Galbraith destacó otro paralelismo con 1929: el exceso de confianza en una subida ilimitada del mercado estaba fomentando un abuso de las compras de acciones a crédito. Cuando empezaran las caídas, los inversores más endeudados se verían obligados a vender para cortar pérdidas, lo cual reforzaría la dinámica inversa de la especulación, tal como ocurrió.
En el momento de escribir su artículo, el economista canadiense contaba con casi 80 años, circunstancia que sus críticos aprovecharon para tildarle de decrépito. Pero entre los que más sufrieron el desplome estuvieron, en efecto, aquellos que se tomaron sus advertencias a la ligera.
En España, el índice general de la Bolsa de Madrid (todavía no existía el IBEX 35, que fue creado en 1992) había caído un 6% en las dos semanas previas al crac de Nueva York, síntoma de que ya había cierta inquietud.
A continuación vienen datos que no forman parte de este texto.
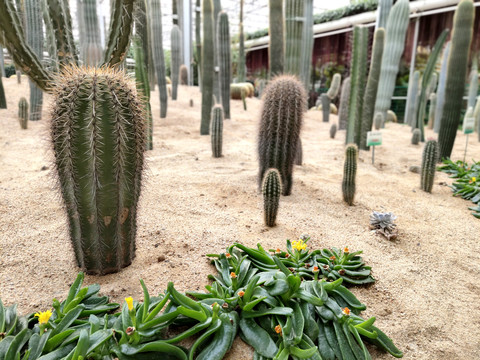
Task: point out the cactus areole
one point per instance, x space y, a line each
98 137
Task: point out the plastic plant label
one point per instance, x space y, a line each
374 138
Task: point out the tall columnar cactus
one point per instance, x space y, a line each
155 19
207 66
456 74
216 133
396 31
441 90
176 44
429 161
349 173
283 106
34 37
275 32
98 137
224 62
344 104
294 22
372 86
358 71
23 113
271 189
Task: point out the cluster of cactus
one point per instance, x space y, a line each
271 189
456 75
281 121
349 173
429 162
216 132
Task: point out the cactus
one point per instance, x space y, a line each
176 44
344 104
395 33
416 136
23 112
284 102
333 131
349 173
456 74
99 159
275 32
371 88
441 90
207 66
325 107
358 71
271 189
429 161
216 133
224 62
334 86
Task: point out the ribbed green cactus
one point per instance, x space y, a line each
429 161
155 18
275 32
456 74
224 62
349 173
325 107
207 66
358 70
395 32
23 113
284 102
98 137
344 104
216 132
372 86
176 44
271 189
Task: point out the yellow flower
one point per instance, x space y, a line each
44 316
129 302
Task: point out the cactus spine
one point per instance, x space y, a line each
98 137
275 29
271 189
23 112
396 30
282 114
349 173
176 44
456 74
207 66
344 104
216 133
429 161
224 62
372 86
155 17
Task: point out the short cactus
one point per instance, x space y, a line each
216 131
349 173
282 115
429 161
271 189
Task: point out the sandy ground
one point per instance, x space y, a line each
427 293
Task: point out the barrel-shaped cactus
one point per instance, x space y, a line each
216 132
23 113
271 189
429 161
280 124
349 173
98 137
456 75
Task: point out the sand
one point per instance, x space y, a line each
427 293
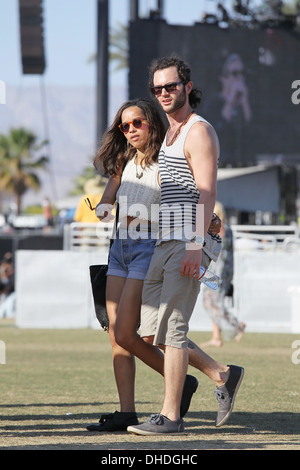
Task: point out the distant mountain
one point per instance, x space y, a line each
65 115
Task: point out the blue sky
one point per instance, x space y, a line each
70 36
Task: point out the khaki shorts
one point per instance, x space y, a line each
168 298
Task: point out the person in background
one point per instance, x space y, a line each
216 302
129 155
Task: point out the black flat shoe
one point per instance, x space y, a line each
114 422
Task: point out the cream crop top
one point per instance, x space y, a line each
139 192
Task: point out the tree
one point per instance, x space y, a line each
19 163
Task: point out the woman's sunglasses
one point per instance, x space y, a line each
170 88
137 123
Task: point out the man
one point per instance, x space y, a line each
188 170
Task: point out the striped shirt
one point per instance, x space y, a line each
180 195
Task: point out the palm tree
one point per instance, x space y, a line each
19 163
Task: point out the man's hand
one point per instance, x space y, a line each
191 261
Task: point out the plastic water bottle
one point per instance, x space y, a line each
208 278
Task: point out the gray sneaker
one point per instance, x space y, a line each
157 424
226 394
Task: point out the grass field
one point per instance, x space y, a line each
55 382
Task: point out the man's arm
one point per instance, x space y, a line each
202 153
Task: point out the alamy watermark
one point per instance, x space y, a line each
2 92
296 353
296 94
184 220
2 352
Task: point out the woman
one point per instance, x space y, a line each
215 301
129 154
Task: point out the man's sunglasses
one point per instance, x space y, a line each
137 123
170 87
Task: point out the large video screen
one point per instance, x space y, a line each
249 80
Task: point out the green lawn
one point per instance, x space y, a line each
55 382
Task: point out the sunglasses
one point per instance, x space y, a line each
137 123
170 87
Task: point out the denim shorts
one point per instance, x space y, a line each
130 257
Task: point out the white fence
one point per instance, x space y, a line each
53 287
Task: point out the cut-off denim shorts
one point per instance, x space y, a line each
130 257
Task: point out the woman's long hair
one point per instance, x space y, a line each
115 149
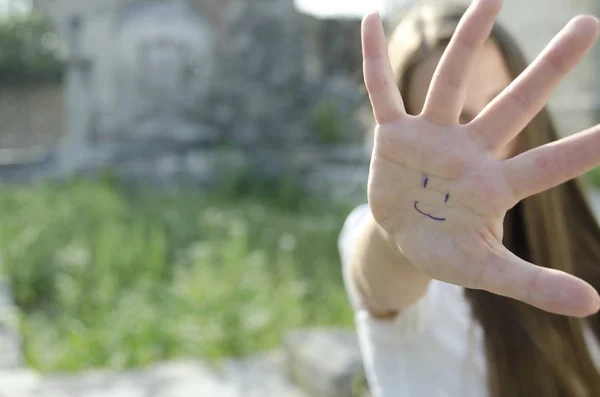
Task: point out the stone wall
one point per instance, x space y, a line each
164 91
31 116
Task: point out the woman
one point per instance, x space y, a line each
466 269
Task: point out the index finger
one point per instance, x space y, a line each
379 78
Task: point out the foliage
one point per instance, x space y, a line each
105 278
29 51
594 177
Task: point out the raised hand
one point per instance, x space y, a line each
437 187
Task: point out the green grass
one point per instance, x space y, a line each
108 279
594 177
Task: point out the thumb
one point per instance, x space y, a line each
548 289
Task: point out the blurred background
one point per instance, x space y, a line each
174 176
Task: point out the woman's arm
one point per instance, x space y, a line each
385 279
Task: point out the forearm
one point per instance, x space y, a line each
386 280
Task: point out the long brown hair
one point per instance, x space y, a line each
529 352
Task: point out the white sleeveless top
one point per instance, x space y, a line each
432 349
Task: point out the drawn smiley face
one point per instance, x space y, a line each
416 205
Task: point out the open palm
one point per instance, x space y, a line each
437 187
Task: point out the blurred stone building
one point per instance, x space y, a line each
177 87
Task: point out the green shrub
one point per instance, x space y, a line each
29 52
594 177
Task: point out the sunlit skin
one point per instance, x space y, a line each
442 181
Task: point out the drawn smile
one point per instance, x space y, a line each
427 215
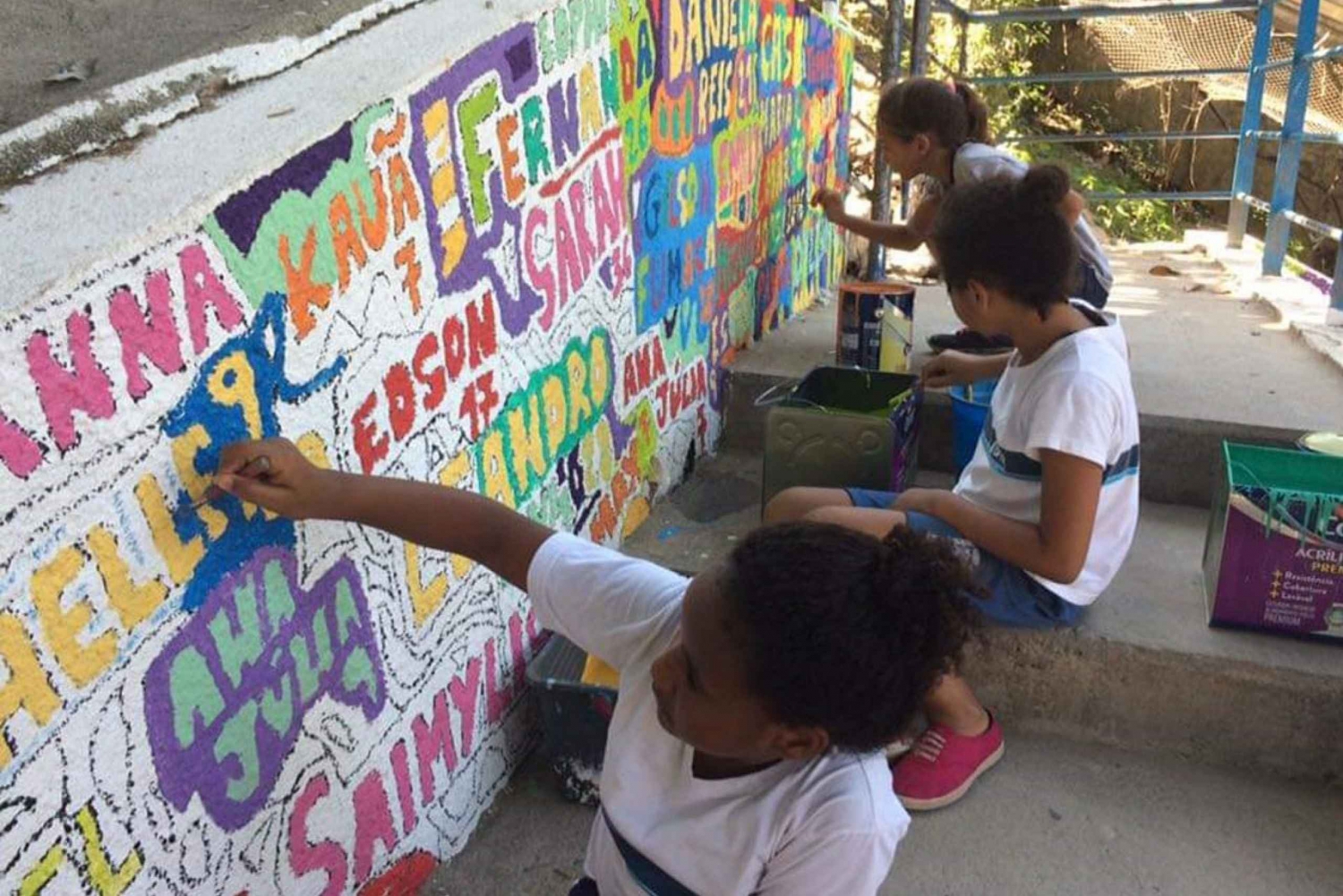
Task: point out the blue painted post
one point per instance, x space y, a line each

El día en que el Dow Jones se desplomó, la caída del índice español fue solo del 1,6% debido a la diferencia horaria. El día siguiente, la pérdida fue de un 5,9% porque la bolsa de Nueva York se recuperó. Sin embargo, la caída se prolongó en los días siguientes y acabó siendo del 31,1% entre el 19 y el 29 de octubre. Luego hubo una recuperación del 13,2% hasta el 3 de noviembre y una nueva recaída del 16,2% hasta el 4 de diciembre. En total, desde el máximo histórico que se había alcanzado el 6 de octubre hasta el mínimo del 4 de diciembre, la pérdida fue del 38,7%. A continuación el mercado subió hasta septiembre de 1989, cuando empezaría el primero de los nueve mercados bajistas que ha tenido la bolsa española desde entonces.